ML: As a woman working in AI and technology, what challenges have shaped your leadership journey?
Marsha Lipton: Trading teaches you things that no business school does. One of them is that being right at the wrong moment costs you just as much as being wrong. So you learn to time — when to push, when to hold, and when to completely change the direction. Tactical pivoting isn't indecision. It's actually the most disciplined thing you can do when the situation changes faster than your original plan anticipated.
The other thing trading gives you is a very clear eye for people. Not their titles, not their confidence, not the story they're telling about themselves, but what's actually lies underneath. On a trading floor you learn fast that appearance and substance frequently have nothing to do with each other, and that mistaking one for the other is expensive. I stopped being impressed by the performance of authority a long time ago. I look for something else now — how someone handles being wrong, whether they can separate their ego from their analysis, whether they take real risks or just talk about them.
And that last part, calculated risk, is something I think women are socialized out of far too early. Calculated risk is not recklessness. It is the ability to look at incomplete information, make a call, and live with the consequences while you're already moving to the next decision. Dwelling on errors is a luxury traders can't afford and founders can't either.

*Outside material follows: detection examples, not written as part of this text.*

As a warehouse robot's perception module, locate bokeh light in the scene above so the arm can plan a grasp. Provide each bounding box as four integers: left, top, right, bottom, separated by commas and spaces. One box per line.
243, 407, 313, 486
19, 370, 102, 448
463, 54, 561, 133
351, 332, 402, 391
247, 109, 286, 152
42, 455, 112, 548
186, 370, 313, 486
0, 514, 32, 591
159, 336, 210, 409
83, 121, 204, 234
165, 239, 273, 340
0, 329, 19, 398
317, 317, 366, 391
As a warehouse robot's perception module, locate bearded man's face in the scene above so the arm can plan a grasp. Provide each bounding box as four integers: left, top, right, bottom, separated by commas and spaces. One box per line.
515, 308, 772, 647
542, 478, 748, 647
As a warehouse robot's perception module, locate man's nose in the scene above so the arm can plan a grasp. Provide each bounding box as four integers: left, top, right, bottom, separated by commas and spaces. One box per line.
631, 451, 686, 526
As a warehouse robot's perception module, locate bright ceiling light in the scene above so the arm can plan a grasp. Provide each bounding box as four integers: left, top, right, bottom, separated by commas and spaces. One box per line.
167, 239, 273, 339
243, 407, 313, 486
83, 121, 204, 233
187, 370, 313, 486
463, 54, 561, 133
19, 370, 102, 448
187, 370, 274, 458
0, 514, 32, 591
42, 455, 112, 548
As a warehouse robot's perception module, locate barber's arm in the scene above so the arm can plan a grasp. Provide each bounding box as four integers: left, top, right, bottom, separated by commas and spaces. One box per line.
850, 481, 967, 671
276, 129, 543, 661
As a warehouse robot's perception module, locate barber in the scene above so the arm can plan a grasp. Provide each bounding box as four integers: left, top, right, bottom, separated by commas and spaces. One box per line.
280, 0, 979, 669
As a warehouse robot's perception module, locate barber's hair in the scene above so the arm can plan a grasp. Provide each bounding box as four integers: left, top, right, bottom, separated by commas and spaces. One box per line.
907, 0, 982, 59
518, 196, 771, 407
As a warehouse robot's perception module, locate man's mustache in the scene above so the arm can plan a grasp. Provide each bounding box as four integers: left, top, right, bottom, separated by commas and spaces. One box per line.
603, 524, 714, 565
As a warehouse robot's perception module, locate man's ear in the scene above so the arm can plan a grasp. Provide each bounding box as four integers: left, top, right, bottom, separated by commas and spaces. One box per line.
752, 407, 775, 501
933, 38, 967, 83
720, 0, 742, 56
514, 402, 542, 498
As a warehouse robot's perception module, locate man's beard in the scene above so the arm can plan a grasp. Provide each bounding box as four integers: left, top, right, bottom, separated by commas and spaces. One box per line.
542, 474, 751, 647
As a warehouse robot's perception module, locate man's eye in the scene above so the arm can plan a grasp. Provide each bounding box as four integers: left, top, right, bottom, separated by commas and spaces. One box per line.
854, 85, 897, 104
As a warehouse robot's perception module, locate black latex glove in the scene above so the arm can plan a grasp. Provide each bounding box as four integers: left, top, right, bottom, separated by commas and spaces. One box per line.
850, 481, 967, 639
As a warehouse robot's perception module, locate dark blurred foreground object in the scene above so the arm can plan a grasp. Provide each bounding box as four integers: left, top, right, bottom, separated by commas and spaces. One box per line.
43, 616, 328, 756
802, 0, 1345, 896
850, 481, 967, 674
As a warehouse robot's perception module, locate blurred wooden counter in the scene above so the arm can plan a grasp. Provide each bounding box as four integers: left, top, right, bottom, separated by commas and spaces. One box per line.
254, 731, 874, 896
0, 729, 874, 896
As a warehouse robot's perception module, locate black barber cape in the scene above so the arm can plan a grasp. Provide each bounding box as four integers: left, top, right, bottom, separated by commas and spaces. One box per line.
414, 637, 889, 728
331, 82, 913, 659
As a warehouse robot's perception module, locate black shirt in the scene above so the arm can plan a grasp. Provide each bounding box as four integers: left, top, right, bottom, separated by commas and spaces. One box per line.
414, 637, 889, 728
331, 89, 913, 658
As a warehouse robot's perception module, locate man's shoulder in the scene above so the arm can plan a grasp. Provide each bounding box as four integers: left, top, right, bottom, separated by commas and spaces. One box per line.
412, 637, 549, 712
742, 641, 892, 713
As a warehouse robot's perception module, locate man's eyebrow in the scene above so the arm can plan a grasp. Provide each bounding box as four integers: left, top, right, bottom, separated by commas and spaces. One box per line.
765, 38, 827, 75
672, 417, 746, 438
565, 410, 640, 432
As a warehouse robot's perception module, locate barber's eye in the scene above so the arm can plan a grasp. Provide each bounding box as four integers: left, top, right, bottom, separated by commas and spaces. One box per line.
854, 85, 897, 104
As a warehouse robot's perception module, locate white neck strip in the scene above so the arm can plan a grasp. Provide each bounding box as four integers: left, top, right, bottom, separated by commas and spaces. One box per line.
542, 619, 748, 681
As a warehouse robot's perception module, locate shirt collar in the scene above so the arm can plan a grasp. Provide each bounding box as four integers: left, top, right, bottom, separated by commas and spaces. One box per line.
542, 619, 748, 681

What I didn't expect was that founding a technology company would hand me the same exam. Different language, different players, but the same underlying test: can you see clearly when the environment is designed to make you doubt yourself?
And then there's something my scientific training added to all of that. In physics you're taught early that a correctly formulated problem is already a large part of its solution. The way you frame the question determines whether an answer is even possible. So when we founded Numeraire we asked whether authenticity was actually the right question to be solving. Authentication for historical works with deceased artists is, in many cases, genuinely unsolvable. But identification — is this the specific object, is this the exact one — is a precise, tractable, answerable question.
ML: What advice would you give to young women who want to build careers in technology, AI or cultural innovation?
Marsha Lipton: Honestly, I'm reluctant to give advice. People are so different. What got me through would probably be completely wrong for someone else, and I'd hate to send anyone in the wrong direction with the best of intentions.
What I will say is this: when someone tries to make a professional conversation personal, don't go there with them. Stay on the substance. Make them come back to the substance. That one I'd stand behind for almost anyone.
The rest — figure out your own version. It'll be better than mine.